Cutting down of trees necessary for road safety

SANRAL will always put road safety and the environment at the forefront of any project. 

Baobab trees near Musina being relocated during the upgrading of the N1.

The South African National Roads Agency (SOC) Limited (SANRAL) believes in striving to give back to the land what it has taken from it, an approach it has adopted in all its construction projects. 

SANRAL is responsible for delivering quality roads, and in this line of work there is always some interaction with nature. 

Road flooding on R21 due to pine needles 

The agency recently came under public scrutiny for cutting down trees in Ekurhuleni. The trees were growing near the R21 on the way to OR Tambo international airport. As a result, it was accused of not being considerate of the environment. 

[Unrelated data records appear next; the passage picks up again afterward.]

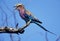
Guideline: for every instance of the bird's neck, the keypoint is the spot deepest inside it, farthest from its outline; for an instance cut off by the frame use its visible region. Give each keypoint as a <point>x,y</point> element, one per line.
<point>22,11</point>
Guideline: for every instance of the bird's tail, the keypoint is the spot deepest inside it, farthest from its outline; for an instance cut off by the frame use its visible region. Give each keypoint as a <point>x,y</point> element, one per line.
<point>44,28</point>
<point>36,20</point>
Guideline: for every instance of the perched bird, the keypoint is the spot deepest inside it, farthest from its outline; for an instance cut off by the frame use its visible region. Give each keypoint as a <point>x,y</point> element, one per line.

But there was a good reason for getting rid of the pine trees: the pine needles were continuously blocking grind inlets, which leads to flooding of the road. SANRAL replaced the pine trees with Karee, which will not block any inlets. 

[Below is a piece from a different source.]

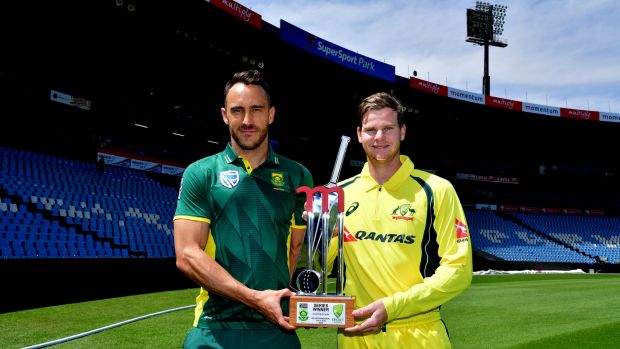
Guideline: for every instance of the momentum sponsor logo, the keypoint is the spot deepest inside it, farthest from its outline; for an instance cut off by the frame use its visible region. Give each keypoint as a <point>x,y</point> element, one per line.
<point>236,9</point>
<point>609,117</point>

This is the way the agency works, as can be seen in the relocation of Baobab trees near Musina during the upgrading of the N1. Eleven Baobabs and 197 Shepherd trees were relocated. 

Committed to preserving the environment 

According to Vusi Mona, SANRAL General Manager of Communications, the agency always strives to meet the requirements as set out in Environmental Management Plan (EMP) per project. 

The agency is committed to preserving the environment and the crucial role that trees play. In 2015, when trees along the R511 at the Hartbeespoort Dam had to be removed, it was done to improve the safety of road users. 

In that instance, the agency obtained a permit from the Department of Forestry and Fisheries (DAFF) in Mmabatho, North West, to remove these trees. Many of them were either obstructing sight distances, were too close to the side of road or too close to structures such as concrete-lined side drains and bridges. 

Mona said: “We are always considerate of the environment when building roads; whether it’s removing indigenous plants on a planned road reserve, managing stray animals crossing the road or digging-up rocks and sand for construction.  

“We have an EMP for every project and it guides us to minimise or avoid adverse environmental impact.” 

This goes beyond just relocating trees. A construction, area has to be fully rehabilitated so that it will be usable again. For example, if grass has been dug up, it will be replanted and maintained over time. 

SANRAL always consults and acquires permits from the Department of Agriculture and Forestry to ensure that all requirements are met before construction takes place.